O estudo desenvolvido demonstrou superioridade dos fios da polimistura polietileno,
poliéster e PDS (FiberWire® n∘ 2 e HiFi® n∘ 2) sobre os fios constituídos de poliéster, com construção multifilamentar trançada
e recoberto de polibutilato (Ethibond® n∘ 5 e n∘ 2). O FiberWire® n∘ 2 e o Hifi® n∘ 2 apresentaram, respectivamente, força de ruptura média de 240,17 N e 213,38 N;
enquanto o fio Ethibond® n∘ 5 resistiu a 207,38 N e o Ethibond® n∘ 2 a 97,98 N.

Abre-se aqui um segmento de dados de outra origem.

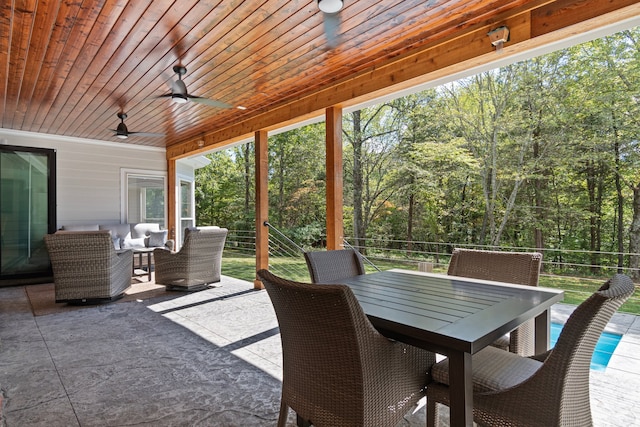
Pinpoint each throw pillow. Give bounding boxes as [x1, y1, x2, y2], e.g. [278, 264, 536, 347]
[111, 236, 122, 251]
[149, 230, 168, 248]
[122, 237, 144, 249]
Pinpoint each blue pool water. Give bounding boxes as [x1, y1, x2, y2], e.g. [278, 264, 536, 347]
[551, 323, 622, 371]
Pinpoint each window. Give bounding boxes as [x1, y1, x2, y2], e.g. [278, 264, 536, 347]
[123, 171, 166, 228]
[179, 180, 196, 240]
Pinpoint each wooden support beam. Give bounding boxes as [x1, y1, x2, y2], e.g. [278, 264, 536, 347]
[167, 0, 640, 158]
[253, 130, 269, 289]
[167, 159, 180, 244]
[326, 107, 344, 249]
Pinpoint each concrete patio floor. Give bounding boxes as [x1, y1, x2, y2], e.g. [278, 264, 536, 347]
[0, 277, 640, 427]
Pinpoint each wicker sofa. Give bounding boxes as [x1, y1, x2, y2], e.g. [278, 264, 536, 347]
[60, 222, 173, 250]
[44, 231, 133, 304]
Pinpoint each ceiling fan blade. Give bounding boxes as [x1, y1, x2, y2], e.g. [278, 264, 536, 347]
[187, 95, 233, 108]
[129, 132, 166, 138]
[323, 13, 341, 49]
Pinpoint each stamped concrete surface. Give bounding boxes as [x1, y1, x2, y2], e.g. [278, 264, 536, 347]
[0, 277, 640, 427]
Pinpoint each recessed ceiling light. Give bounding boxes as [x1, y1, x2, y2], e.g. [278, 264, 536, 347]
[318, 0, 343, 13]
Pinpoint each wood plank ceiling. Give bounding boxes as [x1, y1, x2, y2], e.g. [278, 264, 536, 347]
[0, 0, 634, 154]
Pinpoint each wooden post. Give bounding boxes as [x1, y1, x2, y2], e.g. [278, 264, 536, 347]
[167, 159, 180, 246]
[253, 130, 269, 289]
[325, 107, 344, 250]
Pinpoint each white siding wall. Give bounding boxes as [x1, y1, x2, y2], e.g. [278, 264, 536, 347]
[0, 129, 167, 228]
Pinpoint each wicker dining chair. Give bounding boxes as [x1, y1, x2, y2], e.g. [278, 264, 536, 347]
[427, 274, 634, 427]
[304, 249, 365, 283]
[153, 227, 228, 291]
[447, 248, 542, 356]
[44, 231, 133, 304]
[257, 270, 435, 427]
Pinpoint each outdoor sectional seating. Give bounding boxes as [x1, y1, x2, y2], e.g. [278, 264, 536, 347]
[44, 231, 133, 304]
[61, 222, 174, 250]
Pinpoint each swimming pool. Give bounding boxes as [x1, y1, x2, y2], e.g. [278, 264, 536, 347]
[551, 323, 622, 371]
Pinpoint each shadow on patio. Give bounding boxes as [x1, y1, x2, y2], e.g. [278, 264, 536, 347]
[0, 276, 640, 426]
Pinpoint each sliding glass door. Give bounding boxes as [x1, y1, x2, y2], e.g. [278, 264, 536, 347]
[0, 145, 56, 284]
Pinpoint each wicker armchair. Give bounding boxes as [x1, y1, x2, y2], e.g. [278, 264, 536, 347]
[153, 227, 227, 291]
[257, 270, 435, 427]
[427, 274, 634, 427]
[44, 231, 133, 304]
[304, 249, 365, 283]
[447, 249, 542, 356]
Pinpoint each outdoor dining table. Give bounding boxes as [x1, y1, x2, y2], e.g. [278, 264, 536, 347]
[335, 269, 564, 426]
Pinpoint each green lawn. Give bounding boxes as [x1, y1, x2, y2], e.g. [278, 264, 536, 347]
[222, 251, 640, 315]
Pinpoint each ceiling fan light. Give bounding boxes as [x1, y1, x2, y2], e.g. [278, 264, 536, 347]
[171, 93, 187, 104]
[318, 0, 343, 13]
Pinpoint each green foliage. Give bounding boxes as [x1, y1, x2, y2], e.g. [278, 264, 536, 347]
[196, 28, 640, 280]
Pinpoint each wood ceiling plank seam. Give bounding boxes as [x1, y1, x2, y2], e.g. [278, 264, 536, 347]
[228, 0, 532, 115]
[195, 0, 450, 117]
[84, 0, 244, 139]
[60, 1, 171, 137]
[252, 2, 546, 117]
[532, 0, 638, 37]
[70, 1, 198, 140]
[169, 0, 307, 105]
[167, 20, 516, 158]
[250, 0, 504, 103]
[15, 0, 60, 129]
[167, 2, 568, 155]
[24, 0, 85, 132]
[83, 2, 231, 142]
[116, 0, 268, 142]
[298, 0, 553, 103]
[185, 0, 382, 110]
[114, 0, 246, 132]
[34, 0, 125, 134]
[3, 0, 38, 128]
[0, 1, 13, 127]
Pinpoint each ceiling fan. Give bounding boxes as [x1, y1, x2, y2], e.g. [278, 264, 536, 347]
[109, 113, 165, 139]
[160, 65, 232, 108]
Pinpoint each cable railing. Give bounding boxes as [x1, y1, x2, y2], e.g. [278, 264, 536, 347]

Nenhum fio apresentou isoladamente uma resistência à tração superior à descrita na
literatura para os ligamentos coracoclaviculares. Entretanto, o estudo não fez sutura
semelhante aos amarrilhos coracoclaviculares feitos in vivo, e sim ensaios com amostras
de fios isolados, fixados em garras metálicas. Por isso devem ser feitos novos estudos
de tração com modelos biomecânicos que representem de forma simplificada a anatomia
do ombro e os amarrilhos coracoclaviculares, para que uma melhor comparação entre
a resistência dos ligamentos e dos amarrilhos com fios de sutura seja feita.
Conclusão
Os fios de sutura não absorvíveis de polimistura trançada, de surgimento mais recente,
são superiores ao fio de sutura convencional de poliéster trançado. Dentre os fios
testados, o mais resistente às forças de tração é o FiberWire® n∘ 2, seguido do HiFi® n∘ 2. Demonstraram-se menos resistentes os fios Ethibond® n∘ 5 e Ethibond® n∘ 2, o último foi o menos resistente.